8.12.3. MINFFT-03 — 2D DCT and JPEG Compression

JPEG and MPEG intra frames split an image into 8x8 blocks and code each block with a 2D DCT, quantization, and the inverse. This tutorial walks one 8x8 block through that pipeline; for a full image-in / image-out demo with a PSNR sweep, see examples/minfft/dct_jpeg.das.

8.12.3.1. 2D plans

make_dct_plan_2d(rows, cols) builds a plan for rows x cols blocks. The data is a row-major array of rows*cols floats. idct(dct(x)) scales by 2N per axis, so an 8x8 block round-trips at 256 = (2*8)*(2*8):

var plan = make_dct_plan_2d(8, 8)
dct(blk, coeff, plan)        // forward
idct(coeff, back, plan)      // inverse; back[i] / 256.0f recovers blk[i]

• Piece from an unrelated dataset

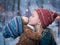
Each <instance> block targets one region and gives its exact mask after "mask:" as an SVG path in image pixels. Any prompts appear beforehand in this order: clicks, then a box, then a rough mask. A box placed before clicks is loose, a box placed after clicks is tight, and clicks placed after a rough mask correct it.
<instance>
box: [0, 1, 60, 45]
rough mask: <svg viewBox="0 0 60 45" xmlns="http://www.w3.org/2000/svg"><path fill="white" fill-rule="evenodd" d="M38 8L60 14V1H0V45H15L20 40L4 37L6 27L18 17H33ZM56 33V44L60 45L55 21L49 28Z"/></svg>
mask: <svg viewBox="0 0 60 45" xmlns="http://www.w3.org/2000/svg"><path fill="white" fill-rule="evenodd" d="M36 8H46V9H48V10H51V11H54V12H57V13H59V14H60V0H0V45H15V44H16V43H17V42H18V39H19V37H18V38H16V39H13V38H8V39H5V38H4V37H3V35H2V34H3V31H4V26H5V25H6V24H7V23H8V22H9V21H10V20H11V19H12V18H13V17H14V16H17V15H19V16H20V15H23V16H27V17H29V16H31V13H32V12H33V10H34V9H36ZM48 28H51V29H52V30H53V31H54V33H55V38H56V42H57V44H58V45H60V41H59V37H58V26H57V24H56V23H55V21H54V22H53V23H52V24H51V25H49V26H48Z"/></svg>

8.12.3.2. Orthonormal scaling

The standard JPEG quantization table is designed for the orthonormal DCT. minfft’s DCT-II is unnormalized, so each coefficient is rescaled by a per-axis factor (s[0] = 1/(4*sqrt2), else 1/4) before quantizing, and unscaled afterwards. The scale cancels on a clean round-trip; it only changes how the quant table weights each frequency.

8.12.3.3. The pipeline

Forward DCT, quantize against the JPEG luminance table, dequantize, inverse DCT:

let level = round(ortho[i] / JPEG_LUMA[i])   // quantize (nearest integer)
deq[i] = (level * JPEG_LUMA[i]) / (s[u] * s[v])      // dequantize, back to minfft scale

Most coefficients quantize to zero, yet the block reconstructs closely:

-> 4 of 64 coefficients survive quantization
max per-pixel error: 3.1

Those zeros are what an entropy (Huffman) coder stores cheaply — the only stage this tutorial omits from baseline JPEG.